We did study sperm count. And the results were widely varied. I would definitely NOT say that lower sperm count is a common side effect of using MJ. There is a POSSIBILITY that it could in certain men. Why some men & not others??? That has not yet been determined. There could be another contributing factor there. Plenty of men who smoked daily, and did for years had normal sperm counts....and their sperm was healthy.

But yes, after working for Harvard and going to school there...I am %100 pro marijuana. I believe should be legalized...even for recreational use.

What i learned is that MJ is an amazing plant with minimal negative side effects.

 

Quoting Ms.KitKat:

 Thanks for getting back to me. I recognize that studies and results are in the eye of the beholder, meaning, it all just depends on how the data is interpretted. Scientists can skew numbers to make those numbers go in their favor. I do not believe that studies are completly 100% un-biased- not even Harvard studies LOL!

"very little negative side effects" is highly subjective however, depending on what you are testing for KWIM? So, unless you specifically conducted studies on effect of sperm for example, motility of sperm, viability of sperm, etc........when using marajuana over time you would not necessarily know what effect varying amounts of pot have on sperm production, viability, etc.....

I find that one can not dismiss across the board as all studies, even those you were a part of, had some level of bias. But to say that pot has very little negative side effects ? That is not what I see/have seen in my practice.

Quoting samurai_chica:

Good questions.

It's impossible to to do tests on women who are carrying...which is why this post raised a big red flag to me. We could not conduct any tests that could have any affect on a fetus...so no...we did not do any studies on pregnant women. And none have ever been done to date as far as i know. It is very difficult to do, I'm sure i don't need to explain why. We have done tests on babies who's mothers smoked before pregnancy though. To which, no conclusions were made. At least not then. 

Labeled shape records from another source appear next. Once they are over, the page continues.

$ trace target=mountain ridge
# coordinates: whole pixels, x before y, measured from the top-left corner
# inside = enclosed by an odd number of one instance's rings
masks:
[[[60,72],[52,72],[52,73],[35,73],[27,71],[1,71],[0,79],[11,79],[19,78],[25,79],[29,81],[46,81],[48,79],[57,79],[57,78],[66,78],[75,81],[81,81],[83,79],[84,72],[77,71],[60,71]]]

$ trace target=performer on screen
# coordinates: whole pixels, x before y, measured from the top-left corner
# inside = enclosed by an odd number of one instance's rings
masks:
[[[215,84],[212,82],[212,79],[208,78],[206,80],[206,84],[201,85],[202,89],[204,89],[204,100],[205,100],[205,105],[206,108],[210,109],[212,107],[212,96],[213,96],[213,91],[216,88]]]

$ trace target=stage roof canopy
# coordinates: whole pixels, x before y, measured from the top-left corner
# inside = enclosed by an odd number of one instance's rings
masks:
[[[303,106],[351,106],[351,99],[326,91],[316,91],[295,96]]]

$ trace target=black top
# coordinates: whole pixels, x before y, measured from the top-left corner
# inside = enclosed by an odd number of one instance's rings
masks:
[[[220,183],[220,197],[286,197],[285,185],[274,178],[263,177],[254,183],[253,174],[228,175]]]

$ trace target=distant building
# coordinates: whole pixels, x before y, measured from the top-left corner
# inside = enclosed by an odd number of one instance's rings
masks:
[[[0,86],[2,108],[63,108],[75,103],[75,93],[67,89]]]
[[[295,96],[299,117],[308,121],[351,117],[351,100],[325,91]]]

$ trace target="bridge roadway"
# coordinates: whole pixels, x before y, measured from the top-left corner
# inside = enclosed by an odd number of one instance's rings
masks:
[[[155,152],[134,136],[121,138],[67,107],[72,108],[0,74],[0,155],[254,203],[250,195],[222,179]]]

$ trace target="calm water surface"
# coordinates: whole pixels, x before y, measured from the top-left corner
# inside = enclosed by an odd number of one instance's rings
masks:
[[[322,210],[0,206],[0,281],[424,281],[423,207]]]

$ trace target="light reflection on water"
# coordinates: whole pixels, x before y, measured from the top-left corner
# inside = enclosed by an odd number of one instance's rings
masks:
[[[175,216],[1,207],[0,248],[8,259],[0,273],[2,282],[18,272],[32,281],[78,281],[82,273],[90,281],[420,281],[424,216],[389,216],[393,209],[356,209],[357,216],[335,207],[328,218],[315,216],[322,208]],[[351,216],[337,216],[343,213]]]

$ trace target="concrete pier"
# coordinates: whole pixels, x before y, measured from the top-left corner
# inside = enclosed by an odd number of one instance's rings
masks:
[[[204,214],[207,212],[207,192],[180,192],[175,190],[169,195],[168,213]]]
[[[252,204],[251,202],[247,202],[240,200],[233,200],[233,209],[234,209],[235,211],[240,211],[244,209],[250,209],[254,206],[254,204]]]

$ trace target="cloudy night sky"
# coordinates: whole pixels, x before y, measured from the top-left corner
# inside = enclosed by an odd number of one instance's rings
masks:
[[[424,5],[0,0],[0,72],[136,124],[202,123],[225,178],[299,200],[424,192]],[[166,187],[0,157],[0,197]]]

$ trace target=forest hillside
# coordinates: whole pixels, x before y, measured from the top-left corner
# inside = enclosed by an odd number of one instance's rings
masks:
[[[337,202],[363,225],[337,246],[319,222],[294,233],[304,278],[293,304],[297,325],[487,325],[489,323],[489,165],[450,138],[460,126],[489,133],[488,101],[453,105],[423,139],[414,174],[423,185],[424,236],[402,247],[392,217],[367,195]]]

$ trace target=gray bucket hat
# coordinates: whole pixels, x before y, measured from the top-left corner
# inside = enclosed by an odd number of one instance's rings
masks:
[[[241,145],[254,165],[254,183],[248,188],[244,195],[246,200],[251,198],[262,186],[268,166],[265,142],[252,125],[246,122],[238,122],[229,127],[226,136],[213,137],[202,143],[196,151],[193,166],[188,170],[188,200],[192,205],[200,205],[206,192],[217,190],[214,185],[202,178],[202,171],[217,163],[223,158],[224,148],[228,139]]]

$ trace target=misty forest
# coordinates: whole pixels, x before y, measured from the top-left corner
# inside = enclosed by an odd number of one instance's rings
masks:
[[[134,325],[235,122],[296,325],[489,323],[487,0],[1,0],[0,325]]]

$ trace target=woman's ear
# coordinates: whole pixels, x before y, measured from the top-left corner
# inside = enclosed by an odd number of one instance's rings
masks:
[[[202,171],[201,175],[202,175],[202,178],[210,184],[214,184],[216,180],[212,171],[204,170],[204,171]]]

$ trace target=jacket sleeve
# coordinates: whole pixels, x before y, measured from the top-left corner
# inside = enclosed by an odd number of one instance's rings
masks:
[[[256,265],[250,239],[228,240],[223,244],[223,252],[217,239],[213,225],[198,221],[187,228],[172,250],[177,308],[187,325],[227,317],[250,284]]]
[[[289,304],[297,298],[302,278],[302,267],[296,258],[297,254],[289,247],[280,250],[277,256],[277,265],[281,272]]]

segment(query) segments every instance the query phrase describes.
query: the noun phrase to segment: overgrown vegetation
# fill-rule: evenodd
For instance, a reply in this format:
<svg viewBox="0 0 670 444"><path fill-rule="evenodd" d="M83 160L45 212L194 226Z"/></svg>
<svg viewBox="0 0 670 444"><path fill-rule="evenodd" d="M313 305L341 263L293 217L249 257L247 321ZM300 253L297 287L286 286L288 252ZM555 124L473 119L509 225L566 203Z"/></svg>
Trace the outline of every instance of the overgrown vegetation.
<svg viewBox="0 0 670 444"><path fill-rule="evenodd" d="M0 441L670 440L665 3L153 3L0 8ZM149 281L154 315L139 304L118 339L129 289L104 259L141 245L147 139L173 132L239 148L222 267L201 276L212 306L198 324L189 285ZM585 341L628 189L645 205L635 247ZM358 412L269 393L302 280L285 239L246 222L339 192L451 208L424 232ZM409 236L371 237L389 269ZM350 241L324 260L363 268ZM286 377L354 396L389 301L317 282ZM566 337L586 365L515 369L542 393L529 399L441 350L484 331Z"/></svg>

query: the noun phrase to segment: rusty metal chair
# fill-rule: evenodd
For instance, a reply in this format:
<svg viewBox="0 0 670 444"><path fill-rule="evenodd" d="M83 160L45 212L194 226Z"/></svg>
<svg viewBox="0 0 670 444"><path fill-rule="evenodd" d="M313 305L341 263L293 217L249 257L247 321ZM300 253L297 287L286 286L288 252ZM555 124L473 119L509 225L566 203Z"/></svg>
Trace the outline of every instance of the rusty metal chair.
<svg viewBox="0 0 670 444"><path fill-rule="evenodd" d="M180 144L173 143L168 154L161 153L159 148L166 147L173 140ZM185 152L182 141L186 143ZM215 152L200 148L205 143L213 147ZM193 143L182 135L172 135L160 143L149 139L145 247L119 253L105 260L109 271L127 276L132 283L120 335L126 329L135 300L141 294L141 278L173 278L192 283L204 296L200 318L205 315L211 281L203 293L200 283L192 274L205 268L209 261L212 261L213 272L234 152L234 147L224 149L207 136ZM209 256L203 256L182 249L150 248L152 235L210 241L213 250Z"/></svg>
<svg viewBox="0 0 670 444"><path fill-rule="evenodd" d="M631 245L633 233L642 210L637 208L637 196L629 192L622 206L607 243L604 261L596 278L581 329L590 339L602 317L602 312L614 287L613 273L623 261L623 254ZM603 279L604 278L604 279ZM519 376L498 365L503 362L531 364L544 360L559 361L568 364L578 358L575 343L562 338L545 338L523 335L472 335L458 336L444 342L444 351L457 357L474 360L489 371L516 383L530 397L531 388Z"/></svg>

What i mainly did was grow it in a lab & test the difference effects on people. Some had smoked before, some had not. There are many different strains that have differing effects, and i had to help decipher which strains did what. 

Yes, longitudinal studies were conducted. In fact, Harvard has the longest running longitudinal MJ studies out there. I cannot say that i personally conducted all those studies, but i can say i was definitely part of some of them. Some are still going...

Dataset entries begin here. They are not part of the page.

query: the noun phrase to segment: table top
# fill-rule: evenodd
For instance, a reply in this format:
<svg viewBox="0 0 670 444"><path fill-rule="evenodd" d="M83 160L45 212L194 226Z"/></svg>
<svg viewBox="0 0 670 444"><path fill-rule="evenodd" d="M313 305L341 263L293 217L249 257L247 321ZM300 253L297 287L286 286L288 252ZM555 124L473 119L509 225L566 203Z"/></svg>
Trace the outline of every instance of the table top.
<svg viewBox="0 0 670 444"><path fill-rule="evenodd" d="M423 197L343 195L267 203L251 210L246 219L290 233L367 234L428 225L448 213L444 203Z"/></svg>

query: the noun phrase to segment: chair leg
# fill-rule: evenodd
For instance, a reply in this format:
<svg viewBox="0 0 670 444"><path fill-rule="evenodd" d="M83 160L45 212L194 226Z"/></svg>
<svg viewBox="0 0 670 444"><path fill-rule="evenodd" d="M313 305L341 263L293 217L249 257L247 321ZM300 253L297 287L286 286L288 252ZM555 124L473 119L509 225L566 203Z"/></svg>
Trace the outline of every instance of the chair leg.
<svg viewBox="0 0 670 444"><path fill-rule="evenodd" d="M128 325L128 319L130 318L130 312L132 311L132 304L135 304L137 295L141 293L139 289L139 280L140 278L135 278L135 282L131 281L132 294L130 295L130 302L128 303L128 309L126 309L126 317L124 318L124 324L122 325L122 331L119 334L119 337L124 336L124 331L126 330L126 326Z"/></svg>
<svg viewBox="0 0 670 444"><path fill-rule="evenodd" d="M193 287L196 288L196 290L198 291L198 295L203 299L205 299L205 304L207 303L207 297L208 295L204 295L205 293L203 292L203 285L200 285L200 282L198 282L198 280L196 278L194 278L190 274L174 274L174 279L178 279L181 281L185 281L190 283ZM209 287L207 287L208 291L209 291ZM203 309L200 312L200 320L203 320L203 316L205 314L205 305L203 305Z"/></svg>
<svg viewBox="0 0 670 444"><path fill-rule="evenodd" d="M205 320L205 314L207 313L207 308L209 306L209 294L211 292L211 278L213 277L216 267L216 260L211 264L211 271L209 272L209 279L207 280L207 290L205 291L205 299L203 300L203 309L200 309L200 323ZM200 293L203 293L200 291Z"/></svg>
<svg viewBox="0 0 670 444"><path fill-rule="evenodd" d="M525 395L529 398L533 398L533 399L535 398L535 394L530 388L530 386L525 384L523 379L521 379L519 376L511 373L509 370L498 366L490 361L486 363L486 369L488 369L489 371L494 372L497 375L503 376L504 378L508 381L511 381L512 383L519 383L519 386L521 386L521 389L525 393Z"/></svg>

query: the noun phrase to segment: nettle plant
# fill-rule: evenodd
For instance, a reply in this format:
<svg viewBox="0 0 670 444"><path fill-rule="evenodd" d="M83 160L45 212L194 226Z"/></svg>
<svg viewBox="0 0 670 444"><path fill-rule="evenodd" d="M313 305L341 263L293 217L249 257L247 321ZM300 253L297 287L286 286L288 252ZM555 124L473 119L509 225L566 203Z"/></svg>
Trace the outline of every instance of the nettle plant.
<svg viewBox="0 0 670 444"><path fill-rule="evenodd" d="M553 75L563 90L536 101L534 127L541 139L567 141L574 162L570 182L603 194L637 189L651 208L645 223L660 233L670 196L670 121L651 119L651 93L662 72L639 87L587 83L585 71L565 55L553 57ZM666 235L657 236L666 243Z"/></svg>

Yes, effects were tracked pre & post use. Some of the subjects have never used before, some have.

We also studied teens into adulthood. We never offered MJ to any minors, just worked with kids who we knew smoked. Most of them were tied into studies through their psychologists that worked for Harvard. Schizophrenia was never mentioned as a possible side effect, although there were many teens who used who already were Schizo...and sometimes MJ would magnify their schizophrenia. I definitely DON'T recommend MJ to anyone who already has psychological issues.

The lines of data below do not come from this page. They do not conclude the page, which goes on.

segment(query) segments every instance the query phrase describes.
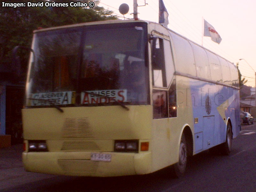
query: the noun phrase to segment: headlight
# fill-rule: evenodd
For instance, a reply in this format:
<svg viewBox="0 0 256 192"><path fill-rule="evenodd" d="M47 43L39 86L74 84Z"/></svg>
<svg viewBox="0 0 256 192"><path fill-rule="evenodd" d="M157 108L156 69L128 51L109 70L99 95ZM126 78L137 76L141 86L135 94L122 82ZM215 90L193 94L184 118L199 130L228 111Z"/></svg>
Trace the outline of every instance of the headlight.
<svg viewBox="0 0 256 192"><path fill-rule="evenodd" d="M30 140L28 141L28 152L48 151L46 141L42 140Z"/></svg>
<svg viewBox="0 0 256 192"><path fill-rule="evenodd" d="M118 152L138 152L138 140L115 140L114 151Z"/></svg>

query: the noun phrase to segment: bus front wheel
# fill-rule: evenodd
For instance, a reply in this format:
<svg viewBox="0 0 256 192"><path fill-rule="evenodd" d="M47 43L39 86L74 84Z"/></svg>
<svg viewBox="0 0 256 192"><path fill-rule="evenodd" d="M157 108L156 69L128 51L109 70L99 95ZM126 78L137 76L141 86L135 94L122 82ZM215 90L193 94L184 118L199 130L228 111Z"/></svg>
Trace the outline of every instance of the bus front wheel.
<svg viewBox="0 0 256 192"><path fill-rule="evenodd" d="M179 161L174 164L175 176L178 178L182 176L186 170L188 158L188 150L185 135L182 134L180 145Z"/></svg>

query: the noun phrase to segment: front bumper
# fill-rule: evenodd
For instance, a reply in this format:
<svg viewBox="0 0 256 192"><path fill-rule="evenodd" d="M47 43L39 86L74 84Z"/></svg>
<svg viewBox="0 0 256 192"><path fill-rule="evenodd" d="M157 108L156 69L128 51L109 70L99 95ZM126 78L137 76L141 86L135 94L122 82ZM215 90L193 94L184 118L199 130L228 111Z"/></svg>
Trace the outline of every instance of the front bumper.
<svg viewBox="0 0 256 192"><path fill-rule="evenodd" d="M112 177L151 172L151 153L106 152L111 161L90 160L91 152L29 152L22 153L26 171L65 175Z"/></svg>

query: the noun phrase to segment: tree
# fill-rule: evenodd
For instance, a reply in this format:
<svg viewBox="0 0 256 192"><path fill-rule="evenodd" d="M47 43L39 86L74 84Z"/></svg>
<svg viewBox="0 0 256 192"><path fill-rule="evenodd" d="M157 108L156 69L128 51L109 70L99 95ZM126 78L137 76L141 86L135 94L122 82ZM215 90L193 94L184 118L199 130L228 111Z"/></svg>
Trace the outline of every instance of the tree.
<svg viewBox="0 0 256 192"><path fill-rule="evenodd" d="M239 63L236 63L236 68L237 68L237 71L238 71L238 80L239 81L239 87L240 88L242 85L245 84L247 82L247 80L245 80L245 77L244 77L243 79L242 78L242 75L240 72L240 70L239 70L238 68L238 65L239 65Z"/></svg>
<svg viewBox="0 0 256 192"><path fill-rule="evenodd" d="M12 0L5 3L14 3ZM42 1L31 0L31 3ZM71 1L89 3L87 0L43 0L45 2L67 3ZM90 1L92 1L92 0ZM25 3L27 0L20 0ZM26 6L16 8L1 7L0 9L0 65L2 68L10 68L12 50L15 46L31 46L33 31L38 28L46 28L62 25L110 19L116 19L113 12L98 6L99 1L94 1L94 7ZM22 51L20 61L22 70L26 71L28 54ZM11 69L12 70L12 69ZM13 70L13 69L12 69Z"/></svg>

There were very little negative side effects in our findings...this article made me laugh.

I am out of the loop these days though...i will admit. It's been a while since my lab days....

But, there is no doubt in my mind that this article states biased research.

Quoting Ms.KitKat:

 Harvard? I'm impressed. Curious though- did you conduct longitudinal studies? did you track effects pre and post use? effects inutero and throughout the lifetime?

Quoting samurai_chica:

the lowering of IQ i can totally see...

But the rest is total bullshit....i could go on explaining for days. But, i will just say that i majored in psychopharmacology at Harvard university...i grew MJ in a lab & personally worked on studies.

I can GUARANTEE that this study is completely biased and aimed to help keep MJ illegal.